Further south, 95 and 295 cut through DC suburbs in Prince George's, but are currently only crossed by the Capital Beltway. Though this area is of similar size and similar geography, the population is much higher than northern Anne Arundel and eastern Howard counties. House prices are comparable, but they have been rising lately, particularly around the Metro stations.
I blame much of this on street connectivity. When the landscape is drawn and quartered like it has been in Baltimore's southern suburbs, it naturally has a negative effect on street connectivity. Lack of street connectivity can lead to higher incidence of traffic accidents, longer response times for emergency vehicles, and greater traffic jams.
Of course, this is a very unscientific and opinion based overview of how lots of highways can ruin an area. I'm sure there are lots of people who think Glen Burnie is a much better town than Hyattsville, so I encourage comments here.
5 comments:
How do you reconcile the greater regional connectivity of freeways with private property that is not open to the public?
Douglas,
The street grid is public property. More densely populated areas cannot have their street grids partitioned partitioned by freeways. Not to say that freeways shouldn't be there, but they shouldn't pose as a physical barrier like the ones in Baltimore.
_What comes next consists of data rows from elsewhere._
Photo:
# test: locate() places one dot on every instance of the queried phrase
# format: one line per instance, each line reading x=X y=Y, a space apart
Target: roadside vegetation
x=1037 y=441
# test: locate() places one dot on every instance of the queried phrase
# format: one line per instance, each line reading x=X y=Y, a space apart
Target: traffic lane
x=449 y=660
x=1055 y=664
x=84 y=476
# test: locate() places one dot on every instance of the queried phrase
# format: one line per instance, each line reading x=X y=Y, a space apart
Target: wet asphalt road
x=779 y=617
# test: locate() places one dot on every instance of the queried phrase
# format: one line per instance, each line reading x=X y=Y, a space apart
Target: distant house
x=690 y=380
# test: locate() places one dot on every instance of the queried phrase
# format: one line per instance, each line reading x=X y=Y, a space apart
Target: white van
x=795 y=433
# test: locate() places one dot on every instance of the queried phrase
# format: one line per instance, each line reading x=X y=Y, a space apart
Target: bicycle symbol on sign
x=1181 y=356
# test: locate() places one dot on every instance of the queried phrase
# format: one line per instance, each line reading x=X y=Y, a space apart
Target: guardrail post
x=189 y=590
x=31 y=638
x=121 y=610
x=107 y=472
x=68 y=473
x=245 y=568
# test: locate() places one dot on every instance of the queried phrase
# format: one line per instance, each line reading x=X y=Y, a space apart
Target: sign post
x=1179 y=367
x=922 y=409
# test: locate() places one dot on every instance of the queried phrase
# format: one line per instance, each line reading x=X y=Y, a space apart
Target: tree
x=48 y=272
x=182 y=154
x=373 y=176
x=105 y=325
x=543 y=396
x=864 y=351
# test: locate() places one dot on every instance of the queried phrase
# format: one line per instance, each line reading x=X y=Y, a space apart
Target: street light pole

I-66 in Arlington is a good example of a freeway offering a lot of street grid connectivity over the freeway. Baltimore is the exact opposite of that, as connectivity over/under the freeways gets more difficult and expensive the larger the footprint and greater concentration of the freeways.
Well said, Dave. The interstate system was envisioned as connecting human settlements, not dividing them. The people who pushed for the funding for the highways did not think that anyone would cut up their own cities. They didn't really think about it. They lived in a walkable town/city environment and didn't really know that there was any way to destroy that reality.
If you look at other places in the industrialized world, you'll notice that the highways curve around the cities. They never go through.
Baltimore is interesting in that the quadrant opposite of its Favored Quarter seems to have more highways than its Favored Quarter.
I wish we had someone like you on The Hill
"The people who pushed for the funding for the highways did not think that anyone would cut up their own cities. "
I think there was often insufficient thought to this by many highway planners, hence the later move towards things such as the not yet built I-66 K Street Tunnel.
http://wwwtripwithinthebeltway.blogspot.com/2007/03/i-66-north-leg-west-k-street-tunnel.html
Another factor is that of railroad interests who may have used their influence to prevent railroad corridor multi-modelization, hence leading to the practice of carving all new corridors through residential areas (which to me is weird when there is a parallel railroad industrial corridor).
http://wwwtripwithinthebeltway.blogspot.com/2007/05/1964-north-central-freeway-routing_08.html
Note that the doctrinaire anti DC highway movement got significant support from that railroad industry law firm of Covington & Burling.